Pedro Bernardo traveled up and down the Amazon River by canoe selling Christian books to the villagers he passed. At night he’d find a quiet nook by a protected bank, tie his boat to a tree limb, and drift to sleep amid the muffled sounds of the jungle.
Early one morning he discovered that he’d tied his canoe to a very dangerous tree. No, the limbs and leaves weren’t the problem. It was what lived in the tree that almost cost him his life.
The sting of the fire ant can burn like a flame. If enough of the large creatures sting you, you die. As Pedro slumbered under that particular tree that night, an army of fire ants began marching down the rope, heading straight for the weary literature evangelist.

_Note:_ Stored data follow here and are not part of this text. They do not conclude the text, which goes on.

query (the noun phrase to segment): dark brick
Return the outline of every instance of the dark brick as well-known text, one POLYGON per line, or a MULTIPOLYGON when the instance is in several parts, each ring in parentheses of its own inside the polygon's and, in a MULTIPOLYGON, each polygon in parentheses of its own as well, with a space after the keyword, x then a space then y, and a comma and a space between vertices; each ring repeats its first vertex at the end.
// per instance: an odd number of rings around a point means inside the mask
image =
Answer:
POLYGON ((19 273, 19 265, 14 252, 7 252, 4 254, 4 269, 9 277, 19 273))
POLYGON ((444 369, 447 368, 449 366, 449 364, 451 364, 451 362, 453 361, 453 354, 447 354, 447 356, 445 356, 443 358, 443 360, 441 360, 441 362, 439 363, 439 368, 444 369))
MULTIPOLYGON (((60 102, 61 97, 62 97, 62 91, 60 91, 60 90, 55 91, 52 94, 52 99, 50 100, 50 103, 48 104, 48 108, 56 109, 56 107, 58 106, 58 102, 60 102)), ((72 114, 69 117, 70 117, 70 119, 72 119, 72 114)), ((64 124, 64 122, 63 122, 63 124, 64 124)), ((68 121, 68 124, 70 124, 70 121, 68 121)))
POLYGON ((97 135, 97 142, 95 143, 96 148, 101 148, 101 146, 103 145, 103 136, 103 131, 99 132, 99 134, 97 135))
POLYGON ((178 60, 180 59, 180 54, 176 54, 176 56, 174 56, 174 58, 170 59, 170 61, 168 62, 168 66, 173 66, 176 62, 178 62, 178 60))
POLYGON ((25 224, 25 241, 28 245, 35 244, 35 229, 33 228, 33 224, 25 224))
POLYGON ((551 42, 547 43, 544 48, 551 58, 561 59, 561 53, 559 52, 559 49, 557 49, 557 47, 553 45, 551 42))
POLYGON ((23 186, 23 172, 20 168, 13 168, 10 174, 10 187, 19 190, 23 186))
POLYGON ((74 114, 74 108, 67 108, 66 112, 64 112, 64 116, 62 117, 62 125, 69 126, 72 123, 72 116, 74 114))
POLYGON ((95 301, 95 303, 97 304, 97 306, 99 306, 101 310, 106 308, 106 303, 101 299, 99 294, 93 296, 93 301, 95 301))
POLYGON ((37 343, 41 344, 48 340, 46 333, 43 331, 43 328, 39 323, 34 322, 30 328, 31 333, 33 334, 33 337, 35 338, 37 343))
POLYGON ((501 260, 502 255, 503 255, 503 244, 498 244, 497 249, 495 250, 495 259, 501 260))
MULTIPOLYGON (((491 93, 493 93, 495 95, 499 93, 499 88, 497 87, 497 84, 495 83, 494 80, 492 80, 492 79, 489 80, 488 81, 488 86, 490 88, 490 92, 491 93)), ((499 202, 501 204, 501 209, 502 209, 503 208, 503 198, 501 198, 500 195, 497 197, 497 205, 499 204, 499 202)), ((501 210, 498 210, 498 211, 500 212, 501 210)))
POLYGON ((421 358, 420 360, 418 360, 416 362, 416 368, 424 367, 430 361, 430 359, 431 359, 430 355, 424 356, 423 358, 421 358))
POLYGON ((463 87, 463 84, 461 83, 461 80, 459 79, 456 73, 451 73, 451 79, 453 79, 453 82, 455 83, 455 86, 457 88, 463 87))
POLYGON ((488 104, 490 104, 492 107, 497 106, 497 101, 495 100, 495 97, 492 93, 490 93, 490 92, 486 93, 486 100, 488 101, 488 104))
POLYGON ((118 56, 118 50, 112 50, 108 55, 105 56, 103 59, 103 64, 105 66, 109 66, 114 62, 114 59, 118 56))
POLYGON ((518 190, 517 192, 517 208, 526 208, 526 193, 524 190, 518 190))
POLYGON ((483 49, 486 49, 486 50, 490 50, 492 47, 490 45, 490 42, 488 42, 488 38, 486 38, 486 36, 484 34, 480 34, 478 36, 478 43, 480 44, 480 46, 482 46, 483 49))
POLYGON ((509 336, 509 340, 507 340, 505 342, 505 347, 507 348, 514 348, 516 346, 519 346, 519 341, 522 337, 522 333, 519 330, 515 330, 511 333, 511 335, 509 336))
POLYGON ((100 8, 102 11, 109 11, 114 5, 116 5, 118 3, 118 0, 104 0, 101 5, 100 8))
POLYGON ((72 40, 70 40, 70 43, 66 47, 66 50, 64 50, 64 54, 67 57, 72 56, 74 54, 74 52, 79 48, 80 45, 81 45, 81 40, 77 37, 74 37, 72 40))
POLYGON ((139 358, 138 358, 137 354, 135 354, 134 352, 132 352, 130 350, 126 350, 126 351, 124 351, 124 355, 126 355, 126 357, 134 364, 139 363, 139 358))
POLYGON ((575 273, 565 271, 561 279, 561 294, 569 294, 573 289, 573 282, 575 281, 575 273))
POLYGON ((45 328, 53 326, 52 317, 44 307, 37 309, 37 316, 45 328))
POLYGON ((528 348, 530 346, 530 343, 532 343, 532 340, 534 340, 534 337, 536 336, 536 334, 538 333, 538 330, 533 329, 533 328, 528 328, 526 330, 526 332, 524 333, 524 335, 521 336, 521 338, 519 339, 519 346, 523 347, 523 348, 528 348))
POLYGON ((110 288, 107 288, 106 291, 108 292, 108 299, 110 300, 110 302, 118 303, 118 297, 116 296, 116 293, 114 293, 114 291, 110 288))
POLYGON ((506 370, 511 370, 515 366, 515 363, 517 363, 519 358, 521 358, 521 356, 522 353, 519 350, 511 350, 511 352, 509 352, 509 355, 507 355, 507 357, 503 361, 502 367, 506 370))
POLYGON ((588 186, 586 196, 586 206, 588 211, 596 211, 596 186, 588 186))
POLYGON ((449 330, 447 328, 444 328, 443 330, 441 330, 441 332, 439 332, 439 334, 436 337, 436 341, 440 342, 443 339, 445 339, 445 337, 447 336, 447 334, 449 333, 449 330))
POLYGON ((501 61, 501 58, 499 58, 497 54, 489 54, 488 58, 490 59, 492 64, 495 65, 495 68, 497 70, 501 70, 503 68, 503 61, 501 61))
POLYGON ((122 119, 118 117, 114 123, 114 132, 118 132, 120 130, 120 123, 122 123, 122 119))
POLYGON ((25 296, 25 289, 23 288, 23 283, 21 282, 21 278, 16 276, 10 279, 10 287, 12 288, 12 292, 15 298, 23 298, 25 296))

At that moment a gentle breeze drifted across the waters, pushing the free end of the canoe around until it came to rest against the limb of another tree. Unknown to the slumbering Christian, this tree contained a colony of black ants—deadly enemies of the fire ants. A new army swarmed down the limb, boarded the canoe, and met the fire ants just a couple feet from Pedro’s head.
All night long a fierce, silent war raged, with casualties on both sides. At dawn, when Pedro awakened, he rolled over to discover that his canoe had been a battleground and was littered with dead and dying fire ants. Their black cousins had gained the upper hand and driven the red army out of the canoe, back up the rope, and into their own tree.